Hypotheticals
Written by Dan
Up to this point, starting the theater has been a lot of hard work. Nicole and I have spent hours upon hours researching ideas, writing the business plan, creating revenue/cost projections, speaking with theater owners, getting quotes from vendors, and doing all the other fun stuff that goes along with being in the developmental stage of a start-up business. Yet, amidst all those hours of grown-up seriousness, we still find time to indulge ourselves and hypothesize about more trivial issues, which is what I'd like to talk about today.

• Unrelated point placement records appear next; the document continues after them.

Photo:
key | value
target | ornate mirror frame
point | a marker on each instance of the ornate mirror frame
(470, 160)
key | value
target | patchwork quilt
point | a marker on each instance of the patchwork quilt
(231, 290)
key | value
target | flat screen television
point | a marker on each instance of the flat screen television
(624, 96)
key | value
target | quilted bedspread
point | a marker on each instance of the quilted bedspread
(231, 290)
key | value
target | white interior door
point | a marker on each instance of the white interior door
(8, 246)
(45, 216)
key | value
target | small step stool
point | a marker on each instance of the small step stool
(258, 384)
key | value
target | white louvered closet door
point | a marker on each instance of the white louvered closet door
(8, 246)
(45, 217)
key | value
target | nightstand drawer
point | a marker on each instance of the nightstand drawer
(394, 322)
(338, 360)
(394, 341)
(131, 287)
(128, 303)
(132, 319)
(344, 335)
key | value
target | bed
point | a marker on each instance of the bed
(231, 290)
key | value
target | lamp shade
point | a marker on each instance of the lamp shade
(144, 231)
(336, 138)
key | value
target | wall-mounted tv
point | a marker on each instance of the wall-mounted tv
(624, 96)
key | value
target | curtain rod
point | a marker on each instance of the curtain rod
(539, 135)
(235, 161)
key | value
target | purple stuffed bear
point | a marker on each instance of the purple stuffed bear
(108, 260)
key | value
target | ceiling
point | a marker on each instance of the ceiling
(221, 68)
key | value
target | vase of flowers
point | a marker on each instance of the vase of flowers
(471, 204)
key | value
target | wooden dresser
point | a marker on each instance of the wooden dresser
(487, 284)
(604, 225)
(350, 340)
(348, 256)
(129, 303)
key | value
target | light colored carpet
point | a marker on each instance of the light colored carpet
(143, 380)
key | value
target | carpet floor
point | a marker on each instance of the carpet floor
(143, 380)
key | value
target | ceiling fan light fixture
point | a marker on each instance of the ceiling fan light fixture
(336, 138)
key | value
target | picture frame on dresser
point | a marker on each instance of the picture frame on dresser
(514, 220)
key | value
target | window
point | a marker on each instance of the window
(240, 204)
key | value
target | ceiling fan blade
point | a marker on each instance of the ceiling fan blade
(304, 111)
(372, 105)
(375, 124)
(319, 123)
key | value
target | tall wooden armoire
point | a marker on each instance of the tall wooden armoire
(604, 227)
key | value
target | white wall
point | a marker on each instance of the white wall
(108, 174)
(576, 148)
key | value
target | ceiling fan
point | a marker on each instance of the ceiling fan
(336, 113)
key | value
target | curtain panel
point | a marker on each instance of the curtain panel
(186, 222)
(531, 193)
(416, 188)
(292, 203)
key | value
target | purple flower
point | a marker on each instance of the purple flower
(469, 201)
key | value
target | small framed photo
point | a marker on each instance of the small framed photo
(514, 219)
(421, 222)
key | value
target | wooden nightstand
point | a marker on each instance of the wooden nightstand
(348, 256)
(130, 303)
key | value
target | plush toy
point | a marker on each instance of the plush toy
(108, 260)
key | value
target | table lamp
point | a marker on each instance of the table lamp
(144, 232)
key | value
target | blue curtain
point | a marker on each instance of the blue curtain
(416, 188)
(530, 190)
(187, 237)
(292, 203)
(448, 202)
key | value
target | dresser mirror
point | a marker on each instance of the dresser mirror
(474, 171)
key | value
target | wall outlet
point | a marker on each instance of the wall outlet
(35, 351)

The majority of these scenarios will probably never occur, but on the off chance that they do, Nicole and I have had lots of fun coming up with creative, and often off-the-wall, approaches for each of them. If you don't mind, I'd like to share a few with you... so here goes:
Return of the Ex
I think anyone who has ever had an ex has thought of this situation at least once in their life. You've imagined yourself running your own business, being the talk of the town, and then one day, inevitably, you run into your ex. Would you flaunt your success in his or her face? Of course you would! The only differences in this flight of fancy would lie in the subtlety of your approach.
Nicole and I both have exes, the majority of which live in or around Midwestburg, so the possibility of running into one is fairly high. I don't harbor ill will towards any... oh, who am I kidding... towards either of the girls I've dated, but that doesn't necessarily mean the feeling is mutual. I won't go into details, but I'm sure there's at least one jilted young woman out there who would just as soon slap me across the face as she would buy popcorn and soda from me. All of this begs the question - what would we do if they showed up?
The answer is nothing. If Nicole and I really end up running our own theater, there would be little else we'd need to do to impress our preternatural coolness upon our jealous exes. As I said before, it all lies in the subtlety of your approach, and ours will be as subtle as they come. I know that sounded a bit less than modest, but don't forget, this is a "fantasy," and if I want Nicole and I to be cool in it, by gum, we're cool! If, however, the angry ex from the prior paragraph appears at our door, I'll quickly bolt into the projection room and pelt her with popcorn until she capitulates and buys a "DAMN HUGE" combo meal.
I'm Seeing Stars
Ok, this scenario will be a little tricky, because if I divulge too much I might end up comprising the true location of Midwestburg, which would mean I'd have to kill myself, but for the sake of longevity, I must, and shall, proceed. There is a certain A-list celebrity who calls Midwestburg his or her home. This celebrity is famous enough that if you were to run into her/him on the street, you would immediately either a) pass out, b) start crying, or c) lose control over your bladder. It also happens to be that our hometown celebrity is married to another person who is close to, but not surpassing, him/her in famousness. They come to town often, and if our theater is up and running, they may, just maybe, darken our doorstep and demand to see a movie.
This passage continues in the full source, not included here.